Ey saki!
Hadi durma, doldur boşalttığım kadehleri
Vur dibine dibine.
Sen de vur yalnızlığa.
'Parçalansın kadehler, dökülsün meyler'...
Çınlasın kulaklarımda,
Hüsranla kanayan aşklarda, çığrından çıkan plâklar.
Ey sevdalım...
Ne olmuş, sana Kerem demişsem
Ne çıkar keşişin kızı Aslı olsam gözünde
Sen de İsfahan Şahının oğlu Ahmet Mirza...

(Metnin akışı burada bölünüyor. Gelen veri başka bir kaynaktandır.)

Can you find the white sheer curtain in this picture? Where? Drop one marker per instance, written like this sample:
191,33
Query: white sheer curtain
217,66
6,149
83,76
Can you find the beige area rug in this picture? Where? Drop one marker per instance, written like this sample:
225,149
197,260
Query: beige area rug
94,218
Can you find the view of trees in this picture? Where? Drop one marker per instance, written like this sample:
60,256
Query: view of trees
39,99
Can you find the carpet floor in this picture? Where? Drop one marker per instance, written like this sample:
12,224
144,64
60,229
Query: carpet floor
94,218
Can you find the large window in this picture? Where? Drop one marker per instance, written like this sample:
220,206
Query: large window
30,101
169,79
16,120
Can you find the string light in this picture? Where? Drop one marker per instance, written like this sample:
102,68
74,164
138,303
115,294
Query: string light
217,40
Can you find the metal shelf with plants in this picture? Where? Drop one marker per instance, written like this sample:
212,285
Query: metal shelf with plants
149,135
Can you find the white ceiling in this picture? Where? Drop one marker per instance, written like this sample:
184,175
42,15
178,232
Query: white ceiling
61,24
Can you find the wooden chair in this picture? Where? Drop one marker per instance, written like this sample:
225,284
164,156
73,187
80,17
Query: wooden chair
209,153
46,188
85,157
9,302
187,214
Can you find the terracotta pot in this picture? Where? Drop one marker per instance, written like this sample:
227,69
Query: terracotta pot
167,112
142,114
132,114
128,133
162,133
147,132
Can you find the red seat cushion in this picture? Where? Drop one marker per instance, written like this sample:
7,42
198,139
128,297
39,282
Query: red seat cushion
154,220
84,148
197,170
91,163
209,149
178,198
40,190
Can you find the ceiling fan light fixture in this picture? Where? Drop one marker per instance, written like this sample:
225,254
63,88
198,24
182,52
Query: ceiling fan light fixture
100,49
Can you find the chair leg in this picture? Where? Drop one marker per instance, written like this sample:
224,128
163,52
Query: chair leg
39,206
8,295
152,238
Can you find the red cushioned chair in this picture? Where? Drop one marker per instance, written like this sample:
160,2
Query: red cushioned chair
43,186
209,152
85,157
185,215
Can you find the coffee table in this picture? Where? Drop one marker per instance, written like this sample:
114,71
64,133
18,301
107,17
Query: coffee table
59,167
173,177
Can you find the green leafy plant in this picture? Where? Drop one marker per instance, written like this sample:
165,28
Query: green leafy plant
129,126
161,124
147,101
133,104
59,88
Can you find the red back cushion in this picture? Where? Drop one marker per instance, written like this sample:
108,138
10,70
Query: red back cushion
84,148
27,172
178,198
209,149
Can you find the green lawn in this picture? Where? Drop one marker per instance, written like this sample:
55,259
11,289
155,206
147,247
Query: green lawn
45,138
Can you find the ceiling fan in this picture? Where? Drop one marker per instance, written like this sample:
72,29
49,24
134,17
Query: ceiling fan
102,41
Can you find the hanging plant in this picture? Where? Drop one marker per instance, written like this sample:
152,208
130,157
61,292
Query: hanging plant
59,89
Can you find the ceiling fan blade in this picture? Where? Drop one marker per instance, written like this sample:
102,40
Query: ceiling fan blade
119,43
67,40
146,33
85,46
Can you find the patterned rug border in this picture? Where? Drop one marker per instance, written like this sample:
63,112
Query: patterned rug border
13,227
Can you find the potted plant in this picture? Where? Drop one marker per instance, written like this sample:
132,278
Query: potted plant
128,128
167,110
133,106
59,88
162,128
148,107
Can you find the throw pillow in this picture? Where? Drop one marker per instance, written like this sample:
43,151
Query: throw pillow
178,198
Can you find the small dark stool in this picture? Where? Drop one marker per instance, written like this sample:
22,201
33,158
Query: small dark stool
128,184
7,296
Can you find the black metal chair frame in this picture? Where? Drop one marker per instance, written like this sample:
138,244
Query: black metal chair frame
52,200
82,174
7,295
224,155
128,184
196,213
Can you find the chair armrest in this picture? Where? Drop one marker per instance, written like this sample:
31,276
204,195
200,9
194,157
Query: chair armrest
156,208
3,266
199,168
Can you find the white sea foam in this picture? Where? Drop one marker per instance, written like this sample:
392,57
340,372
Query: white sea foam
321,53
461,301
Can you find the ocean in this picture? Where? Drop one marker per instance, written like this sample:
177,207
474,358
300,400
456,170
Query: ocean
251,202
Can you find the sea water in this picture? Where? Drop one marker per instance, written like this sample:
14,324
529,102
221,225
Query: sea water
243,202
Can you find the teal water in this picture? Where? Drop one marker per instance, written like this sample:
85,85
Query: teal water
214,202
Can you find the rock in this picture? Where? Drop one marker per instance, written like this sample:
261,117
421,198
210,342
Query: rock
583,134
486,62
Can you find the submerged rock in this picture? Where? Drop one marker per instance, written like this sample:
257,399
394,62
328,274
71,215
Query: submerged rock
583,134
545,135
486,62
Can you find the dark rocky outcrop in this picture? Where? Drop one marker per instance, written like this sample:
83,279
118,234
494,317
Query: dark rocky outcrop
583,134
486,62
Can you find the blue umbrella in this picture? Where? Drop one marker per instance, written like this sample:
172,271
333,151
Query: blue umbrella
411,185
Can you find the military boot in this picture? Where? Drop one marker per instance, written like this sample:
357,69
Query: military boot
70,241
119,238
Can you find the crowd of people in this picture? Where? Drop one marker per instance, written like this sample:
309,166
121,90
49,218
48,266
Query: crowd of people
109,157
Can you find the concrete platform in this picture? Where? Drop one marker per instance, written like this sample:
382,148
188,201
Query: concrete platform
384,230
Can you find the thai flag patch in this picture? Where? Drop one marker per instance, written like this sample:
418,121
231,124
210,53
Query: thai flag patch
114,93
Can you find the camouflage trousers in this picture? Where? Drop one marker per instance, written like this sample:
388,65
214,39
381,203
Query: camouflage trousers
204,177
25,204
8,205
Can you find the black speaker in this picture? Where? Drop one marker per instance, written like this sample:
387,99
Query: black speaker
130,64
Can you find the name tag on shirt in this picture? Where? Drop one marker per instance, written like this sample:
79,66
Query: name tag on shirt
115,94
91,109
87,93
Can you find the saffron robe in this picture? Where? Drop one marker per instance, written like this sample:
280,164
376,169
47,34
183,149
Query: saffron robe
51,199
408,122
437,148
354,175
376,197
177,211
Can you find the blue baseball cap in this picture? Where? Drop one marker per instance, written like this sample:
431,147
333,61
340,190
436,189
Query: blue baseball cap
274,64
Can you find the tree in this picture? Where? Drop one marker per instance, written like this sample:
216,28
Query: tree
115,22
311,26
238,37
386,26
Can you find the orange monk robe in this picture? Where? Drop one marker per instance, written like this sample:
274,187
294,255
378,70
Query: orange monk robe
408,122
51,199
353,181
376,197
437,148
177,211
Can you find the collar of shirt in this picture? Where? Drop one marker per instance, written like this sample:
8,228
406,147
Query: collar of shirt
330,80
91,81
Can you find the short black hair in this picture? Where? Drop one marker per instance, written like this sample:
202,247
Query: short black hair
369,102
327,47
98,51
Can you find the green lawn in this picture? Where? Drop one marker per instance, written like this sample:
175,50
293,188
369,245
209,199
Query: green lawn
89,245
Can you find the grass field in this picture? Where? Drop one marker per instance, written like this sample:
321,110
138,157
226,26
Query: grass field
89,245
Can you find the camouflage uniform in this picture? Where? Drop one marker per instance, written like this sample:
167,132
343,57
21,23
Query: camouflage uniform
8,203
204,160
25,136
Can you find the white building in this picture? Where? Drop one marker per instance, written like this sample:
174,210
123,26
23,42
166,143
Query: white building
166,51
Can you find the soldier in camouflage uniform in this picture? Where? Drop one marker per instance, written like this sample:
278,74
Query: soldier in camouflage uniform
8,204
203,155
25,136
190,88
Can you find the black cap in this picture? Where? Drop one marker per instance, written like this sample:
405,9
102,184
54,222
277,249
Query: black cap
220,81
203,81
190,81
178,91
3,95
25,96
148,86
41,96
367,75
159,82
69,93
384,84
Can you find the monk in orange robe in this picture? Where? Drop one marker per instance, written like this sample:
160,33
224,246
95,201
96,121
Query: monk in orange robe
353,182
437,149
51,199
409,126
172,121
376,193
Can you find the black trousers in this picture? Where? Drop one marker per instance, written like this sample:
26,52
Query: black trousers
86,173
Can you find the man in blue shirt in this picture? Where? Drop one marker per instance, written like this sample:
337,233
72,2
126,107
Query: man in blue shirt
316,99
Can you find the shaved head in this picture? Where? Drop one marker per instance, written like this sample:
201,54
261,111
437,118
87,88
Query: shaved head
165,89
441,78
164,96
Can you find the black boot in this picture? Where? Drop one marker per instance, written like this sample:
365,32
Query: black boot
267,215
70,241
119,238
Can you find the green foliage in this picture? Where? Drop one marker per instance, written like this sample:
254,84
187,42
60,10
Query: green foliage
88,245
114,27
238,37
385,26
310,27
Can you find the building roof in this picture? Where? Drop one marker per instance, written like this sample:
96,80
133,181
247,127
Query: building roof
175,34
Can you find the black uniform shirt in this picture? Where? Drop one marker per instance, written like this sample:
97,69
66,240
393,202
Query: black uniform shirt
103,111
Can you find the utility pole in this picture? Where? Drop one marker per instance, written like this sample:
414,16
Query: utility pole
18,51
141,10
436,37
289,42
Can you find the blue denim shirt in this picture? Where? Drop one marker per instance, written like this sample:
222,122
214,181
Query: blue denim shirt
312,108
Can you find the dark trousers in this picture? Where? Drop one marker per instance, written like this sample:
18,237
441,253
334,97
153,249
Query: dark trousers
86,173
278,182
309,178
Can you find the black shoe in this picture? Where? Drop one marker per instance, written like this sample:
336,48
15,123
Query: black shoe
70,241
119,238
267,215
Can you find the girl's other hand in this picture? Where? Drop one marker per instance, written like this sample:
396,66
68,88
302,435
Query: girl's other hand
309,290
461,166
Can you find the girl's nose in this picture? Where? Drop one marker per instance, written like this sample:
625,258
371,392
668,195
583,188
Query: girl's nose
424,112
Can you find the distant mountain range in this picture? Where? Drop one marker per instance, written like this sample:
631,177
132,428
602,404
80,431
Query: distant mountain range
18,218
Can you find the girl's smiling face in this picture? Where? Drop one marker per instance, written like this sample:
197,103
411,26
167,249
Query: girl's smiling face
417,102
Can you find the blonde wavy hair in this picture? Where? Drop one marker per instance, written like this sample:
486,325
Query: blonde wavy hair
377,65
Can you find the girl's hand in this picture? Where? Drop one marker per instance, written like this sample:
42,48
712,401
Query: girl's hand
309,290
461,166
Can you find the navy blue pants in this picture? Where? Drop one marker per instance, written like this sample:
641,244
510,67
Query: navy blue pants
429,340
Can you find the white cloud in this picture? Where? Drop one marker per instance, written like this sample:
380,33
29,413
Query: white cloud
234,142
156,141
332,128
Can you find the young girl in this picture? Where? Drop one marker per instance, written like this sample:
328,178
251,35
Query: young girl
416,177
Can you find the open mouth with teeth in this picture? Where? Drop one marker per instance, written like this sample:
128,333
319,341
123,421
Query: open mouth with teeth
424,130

Sarhoş olurken kadehlerde,
Aynı sevdayı çekmedik mi yüreklere?
Hani...
Hani tenini/tenimde hissettiğimde
Vardı ya…
Kulağıma fısıldadığın, gün görmemiş ve biraz da ayıp sözcükler,
Sevişmelerimizde nasıl da sarhoş vaziyette raks ederler.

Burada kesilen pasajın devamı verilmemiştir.